When you say that your boyfriend gets angry, is he angry at the boy who did it, or angry that you mention it?

How did things end with CAMHS? If I remember correctly, there was mention of EMDR but you never really completed any formal trauma work; if that's the case, would it be something you would consider now?

I'm confident that you will think that is an absolutely horrendous suggestion, as I imagine you're looking for a way to not think about it, rather than a therapy focussed on thinking about it (and you were always a very reluctant service-user in the first place!). However, I don't think there is a quick fix solution to the fact that you're struggling now and may well struggle next March too and at times in between.

So I guess the decision to make is to decide whether you can tolerate this level of distress and hope that each year it gets a lot easier or whether you are willing to go through the stress of fully addressing your trauma, in the hopes that it makes things a lot better.
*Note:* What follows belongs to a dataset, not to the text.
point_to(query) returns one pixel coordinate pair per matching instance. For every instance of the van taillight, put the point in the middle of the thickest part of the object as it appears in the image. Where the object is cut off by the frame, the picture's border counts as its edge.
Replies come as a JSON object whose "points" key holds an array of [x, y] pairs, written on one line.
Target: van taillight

Out of interest, since starting uni have you sought any sort of professional help for any of your difficulties?

Thinking of you <3

P.S. Sorry if that didn't make sense; I am legit half asleep and I had lots of thoughts but not quite the ability to articulate them in paragraph form!

P.P.S. Have I ever told you how proud I am of how far you have come?


Last edited by Pi.R^2 : 19-03-2015 at 10:03 PM.


We’ll find a way to fight it, we always have.
It's not how tragically we suffer but how miraculously we live.